Sampling bias paradigm

In addition, in the present paper we also compared these two techniques under two differing levels of sampling bias. Sampling bias occurs when species are not sampled evenly across the study region. For example, most species are sampled more frequently along roads or established field sites. In such cases, we may end up not actually modeling the true full suite of conditions suitable for the species, but rather only those from the easily accessible areas where the species may be found. To combat this, we removed clusters of localities so that no two localities were less than 10 km away from each other, hopefully giving a more representative characterization of the species’ climatic associations.


Before we controlled for sampling bias, the two model-selection techniques selected quite different models.  Both of those selected models overfit to the training data, showing relatively small suitable areas. In addition, the two corresponded to very different settings of Maxent.

However, when we reduced the effects of sampling bias through spatial filtering, both models selected were remarkably similar and corresponded to very similar Maxent settings.

Importantly, there were major differences between the models selected by either technique versus the one made using the default settings of Maxent. The default model was consistently overfit, with poorer evaluation statistics, especially when the occurrences were filtered.

Three evaluation statistics for unfiltered (top row) and filtered (bottom row) locality datasets for Eliurus majori resulting from optimization of Maxent models. Left panels (a, f) show the difference in AICc scores between each model and the model that received the lowest AICc score. Middle panels (b, e) show omission rates of withheld data at the 10% calibration threshold. Right panels (c, f) show the test AUC values for each model. In each panel, arrows point to the optimal and default models, showing how changes in model settings can affect selection criteria.
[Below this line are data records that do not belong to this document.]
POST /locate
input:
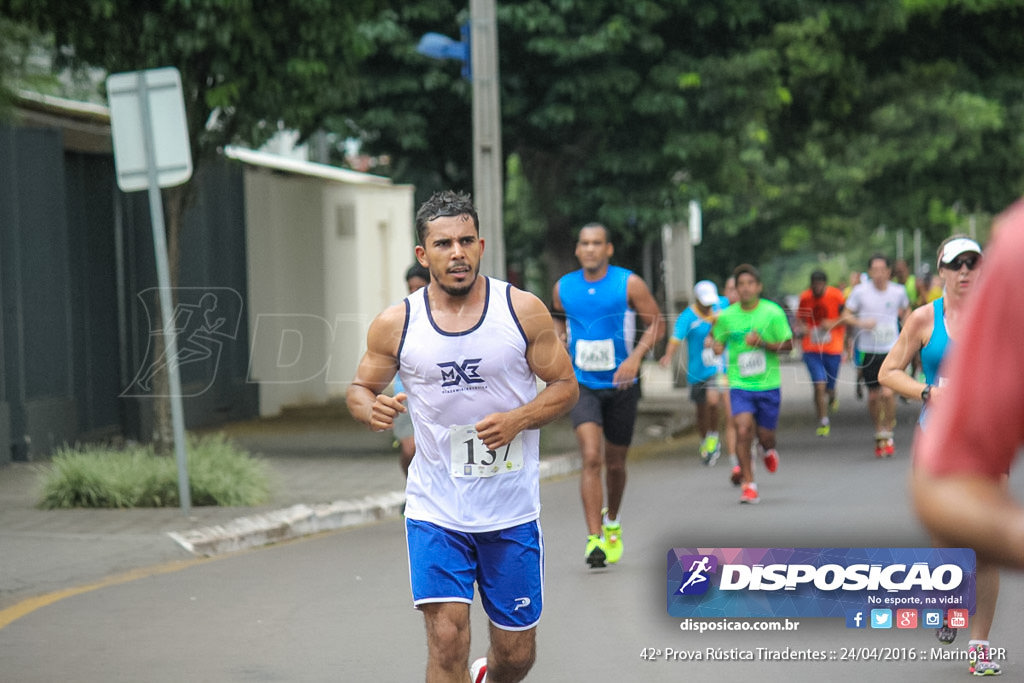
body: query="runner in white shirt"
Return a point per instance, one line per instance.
(469, 350)
(875, 310)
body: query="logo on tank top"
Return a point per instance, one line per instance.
(455, 374)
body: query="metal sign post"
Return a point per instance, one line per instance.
(151, 151)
Model statistics are shown as feature classes (L = linear, LQ = linear + quadratic, H = hinge, LQH = linear + quadratic + hinge) increasing in regularization multiplier.

Overall, our study showed that some best practices in the literature (reducing sampling bias, model tuning) led to higher performing, less overfit models. Furthermore, one of them led to more consistent results regardless of the level of correction for sampling bias, indicating possible robustness to this issue. We hope that other researchers will address these issues with other species, allowing general conclusions and recommendations for the field.